I will be entering a position at Monday's open for my aggressive private accounts.

NIB- Cocoa
Cocoa still looks fairly positive to me. There is a confirmed Double Bottom pattern in motion, however price is now revisiting the breakout of that pattern for the second time. The lows at $36 will have to hold for this to be viable for consideration.

PALL- Palladium
Palladium is still in a nicely defined uptrend and is trading near long-term support. PALL will have to resume higher and not break below the lows near $71 for me to have any interest. The most recent correction has the look of a continuation Bear Flag and price is being rejected after rallying to the declining 20 WMA. This is one to watch.

That's it for the good. The majority of the commodity space just looks awful. Lets take a look at the worst of it.

This is what a crash looks like. I'm going to need to zoom in on the recent breakdown to show the trend:

In terms of reaching a climax of selling, I think OIL is getting close to a reasonable bottom for the foreseeable future. The slope of the decline has begun to accelerate to an unsustainable level. At some point soon this should form a modest to moderate base formation. I think 6 months or more sideways would be expected as price digests the recent plunge.

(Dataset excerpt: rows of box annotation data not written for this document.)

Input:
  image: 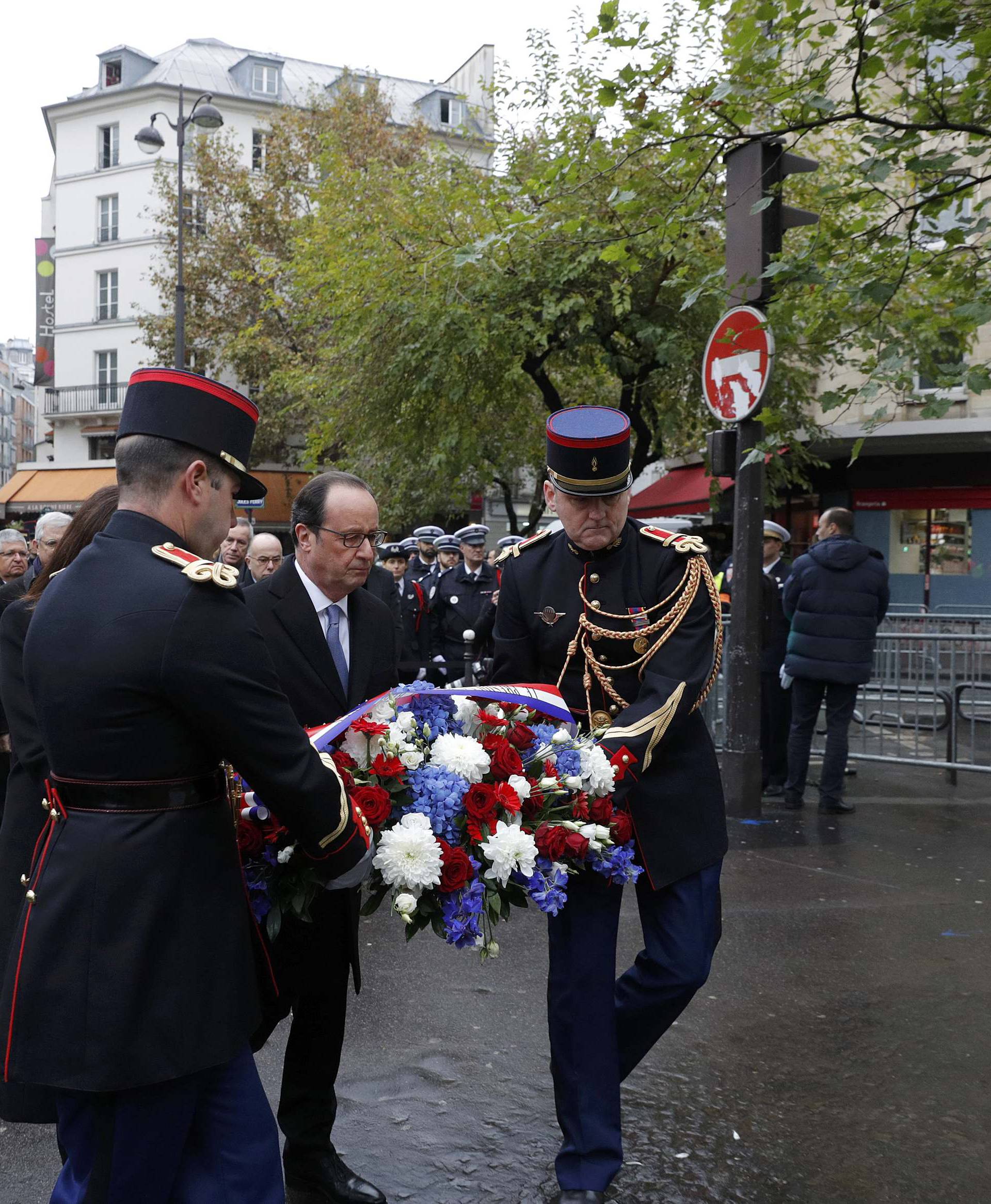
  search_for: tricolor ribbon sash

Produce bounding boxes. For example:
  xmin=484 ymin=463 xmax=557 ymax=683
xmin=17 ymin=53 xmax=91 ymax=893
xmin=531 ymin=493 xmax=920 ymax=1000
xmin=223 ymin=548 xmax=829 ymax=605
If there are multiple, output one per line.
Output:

This doesn't mean I believe OIL is buyable here, because its not. But I would be really surprised if a sideways consolidation didn't take place in the very near future. Ugh, just ugly!

Corn is getting crushed. While there have been marginally tradeable rallies, this is in a massive downtrend. Stay away or Short.

JO- Coffee
Everyone has been raving about the prospect of rising coffee prices over the past year, but in actuality the recent rally looks like nothing more than a typical counter-trend bounce. The recent breakdown last week could set a new leg lower and should be a tailwind for coffee producers. I like SBUX.

UNG- Nat Gas
While it appeared that a bottom may have been forming, it now looks like this may not be the lows after all. Always be on the lookout for false breakdowns in a space like this, but until something changes this remains a dangerous trade.

JJC- Copper
Copper is in a nasty bear market and it looks to be continuing. There has been a break to lower lows as well as a violation of the 61.8% Fibo retracement. The longer price stays below the $35 level, the likelihood for a retest of the '08 lows increases.

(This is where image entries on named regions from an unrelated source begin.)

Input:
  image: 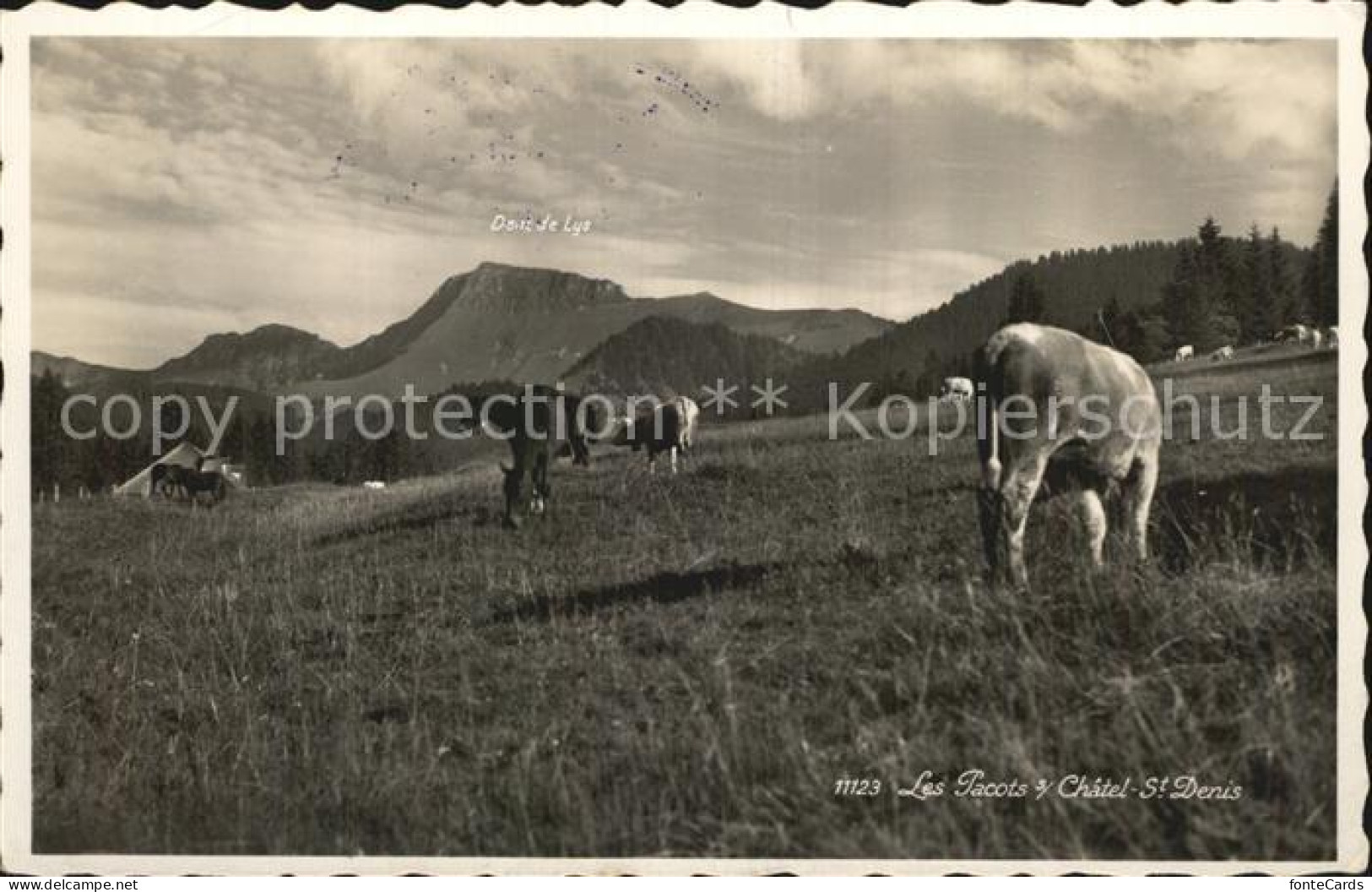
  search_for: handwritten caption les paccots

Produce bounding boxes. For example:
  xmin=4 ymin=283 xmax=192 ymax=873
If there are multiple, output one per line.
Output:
xmin=834 ymin=769 xmax=1243 ymax=802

For trend traders, the December monthly bar offers a new Short position opportunity. I would place stops above $35

SLV- Silver
Once again Silver finds itself at lower lows. There is absolutely no reason to be Long the SLV for any reason right here. Silver bullion is continuing to get cheaper, so all those physical buyers can continue to average down for a lifelong investment. But there is absolutely no reason to be trading Silver short-term unless its Short.

I'll spare you the rest of the dilapidated commodity space as there is just nothing to be done with any of them. Focus your money on what is working and avoid what is not. Apart from a couple of Relative leaders, it is a better idea to just avoid the entire commodity space until some trends begin to change.

Who knows, last year it looked like commodities had a chance for a really strong year. Yet those hopes were fizzled out quickly and then the selling took over. With the Dollar being so strong over the second half of this year, it just killed any hope the commodity Bulls may have had. Maybe 2015 is the year they look terrible but then stage a tremendous reversal. We will just have to wait and see.